For CentOS, RHEL, Fedora, Amazon AMI, Amazon Linux 2

  1. Trust the Sysdig GPG key and configure the yum repository:

    sudo rpm --import https://download.sysdig.com/DRAIOS-GPG-KEY.public && sudo curl -s -o /etc/yum.repos.d/draios.repo https://download.sysdig.com/stable/rpm/draios.repo

  2. [kmod/legacy eBPF] Install the EPEL repository:

    sudo yum install https://dl.fedoraproject.org/pub/epel/epel-release-latest-8.noarch.rpm

    This command is required only if DKMS is not available in the base distribution.

  3. [kmod/legacy eBPF] Install the kernel development files:

    sudo yum -y install kernel-devel-$(uname -r)

  4. Install the Host Shield:

    • Install the Host Shield:
      yum -y install draios-agent
    • Specify the Host Shield driver:

      • To select the Universal eBPF driver (Recommended for Linux Kernel 5.8 and above):

        cat > /etc/sysconfig/dragent <<< "SYSDIG_AGENT_DRIVER=universal_ebpf"
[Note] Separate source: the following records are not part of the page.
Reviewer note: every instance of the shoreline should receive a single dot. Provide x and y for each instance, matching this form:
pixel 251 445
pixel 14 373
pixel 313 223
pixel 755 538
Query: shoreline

      • To select the kernel module driver (Recommended for below Linux Kernel 5.8):

        cat > /etc/sysconfig/dragent <<< "SYSDIG_AGENT_DRIVER=kmod"

        Note: On new installations, the kernel module driver is selected by default, and specifying it explicitly in /etc/sysconfig/dragent is optional.

      • To select the legacy eBPF driver (Not Recommended):

        cat > /etc/sysconfig/dragent <<< 'export SYSDIG_BPF_PROBE=""'
cat >> /etc/sysconfig/dragent <<< "SYSDIG_AGENT_DRIVER=legacy_ebpf"

  5. Configure Host Shield dragent.yaml: Collect the following information associated with your private registry:

  • Access Key.

  • Collector URL.

  • Collector Port.

  • Sysdig Secure API Endpoint.

    sudo bash -c 'cat > /opt/draios/etc/dragent.yaml <<EOF
customerid: <ACCESS_KEY>
collector: <COLLECTOR_URL>
collector_port: <COLLECTOR_PORT>

host_scanner:
  enabled: true
  host_fs_mount_path: /
kspm_analyzer:
  enabled: true
  host_root: /
features:
  respond:
    response_actions:
      enabled: true
sysdig_api_endpoint: <SECURE_API_ENDPOINT>
EOF'
  1. Start the Host Shield:
    sudo systemctl enable dragent
sudo systemctl start dragent

Enable Rapid Response

Rapid Response lets you remotely execute commands on your hosts for incident response and troubleshooting. This feature is disabled by default.

If you want to enable Rapid Response, add the following configuration to your dragent.yaml file:

rapid_response:
  enabled: true
  password: <RR_PASSWORD>

Later, you can use the password you set up here to Start Rapid Response.